Grâce à l'étude des gènes de près de 60 000 personnes, de nouvelles pistes thérapeutiques ont été découvertes.

L'union fait la force, y compris dans la lutte contre la maladie d'Alzheimer, qui est l'une des principales causes de dépendance de la personne âgée. La preuve : un consortium de 108 laboratoires européens, animé par une équipe française (dirigée par le Pr Philippe Amouyel à Lille) et une équipe britannique (Université de Cardiff), viennent d'identifier cinq nouveaux facteurs de prédisposition génétique impliqués dans le développement de cette redoutable affection. Ces travaux, qui ont bénéficié du soutien de la fondation Plan Alzheimer, ont été publiés dans la version en ligne de la revue Nature Genetics du 3 avril 2011.

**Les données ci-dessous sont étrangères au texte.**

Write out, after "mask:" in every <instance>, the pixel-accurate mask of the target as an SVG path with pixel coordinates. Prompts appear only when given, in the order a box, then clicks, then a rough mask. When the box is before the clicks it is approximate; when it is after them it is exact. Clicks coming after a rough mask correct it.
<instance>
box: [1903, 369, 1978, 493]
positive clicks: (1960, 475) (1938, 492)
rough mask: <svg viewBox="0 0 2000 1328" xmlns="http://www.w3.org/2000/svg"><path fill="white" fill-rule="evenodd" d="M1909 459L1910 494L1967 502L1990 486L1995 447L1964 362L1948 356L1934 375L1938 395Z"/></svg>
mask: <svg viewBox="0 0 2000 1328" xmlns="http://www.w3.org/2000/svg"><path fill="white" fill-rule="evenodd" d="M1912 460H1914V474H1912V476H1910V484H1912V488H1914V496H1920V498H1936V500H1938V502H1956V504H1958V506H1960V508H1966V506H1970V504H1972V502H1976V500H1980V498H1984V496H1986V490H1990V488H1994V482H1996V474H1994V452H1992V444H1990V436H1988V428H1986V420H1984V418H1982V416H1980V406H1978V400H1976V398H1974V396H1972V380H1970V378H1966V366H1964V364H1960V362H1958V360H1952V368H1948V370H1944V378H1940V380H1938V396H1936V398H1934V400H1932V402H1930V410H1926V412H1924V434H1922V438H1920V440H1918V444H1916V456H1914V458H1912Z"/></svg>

"Aujourd'hui, les technologies permettent d'avoir une vision d'ensemble du génome d'un individu", rappelle le Pr Amouyel. "Mais pour pouvoir trouver des différences significatives entre les personnes malades et les autres, il faut comparer des populations très importantes." D'où la nécessité de réunir les équipes. Le consortium français, piloté par le chercheur lillois, qui avait déjà mis en évidence 2 gènes il y a deux ans, a donc travaillé avec ses confrères, notamment anglais. C'est ainsi qu'ils ont constitué une cohorte de près de 60 000 personnes. Leur étude a duré près de trois ans.

Mieux comprendre les mécanismes physiopathologiques

Pour mémoire, la maladie d'Alzheimer est caractérisée par le développement de deux types de lésions dans le cerveau : les plaques amyloïdes et les dégénérescences neurofibrillaires. Les plaques amyloïdes proviennent de l'accumulation à l'extérieur des cellules d'une protéine - le peptide bêta amyloïde - dans des zones particulières du cerveau. Les dégénérescences neurofibrillaires sont des lésions qui apparaissent à l'intérieur des neurones ; elles proviennent de l'agrégation anormale, sous forme de filaments, d'une protéine appelée Tau. Ces anomalies finissent pas entraîner la mort des cellules nerveuses concernées.

"Nous avons déjà mis en évidence le fait que certains gènes ont la capacité d'éliminer la protéine amyloïde", souligne Philippe Amouyel. "Chez les individus à risque de maladie d'Alzheimer, son élimination est beaucoup moins efficace, d'où l'accumulation de cette protéine. Une hypothèse de travail consistant à stimuler son élimination par des voies naturelles est actuellement à l'étude." Les nouvelles découvertes confirment bien le rôle de la protéine amyloïde ainsi que les liens entre le système immunitaire et l'Alzheimer. Mais les chercheurs ont également identifié des gènes qui interviennent dans les mécanismes de transport de certains neurotransmetteurs et donc dans la mémoire. Ainsi que d'autres, susceptibles d'expliquer l'apparition des dégénérescences neurofibrillaires.

En pratique, l'identification des gènes qui participent à la survenue de la maladie d'Alzheimer et à son évolution permettra de mieux comprendre les mécanismes physiopathologiques à l'origine de cette affection. "Grâce à l'identification des protéines pour lesquelles ces gènes codent et des voies métaboliques alors mises en jeu, les pharmacologues et les laboratoires pharmaceutiques devraient pouvoir imaginer de nouveaux traitements", estime le spécialiste. La présence de ces gènes devrait aussi aider les médecins à mieux diagnostiquer les patients dès les premiers stades de la maladie et, pourquoi pas, à identifier les personnes les plus à risque. Ce qui sera particulièrement utile le jour où ils disposeront de médicaments efficaces à leur prescrire pour lutter contre l'évolution du mal, voire pour le prévenir.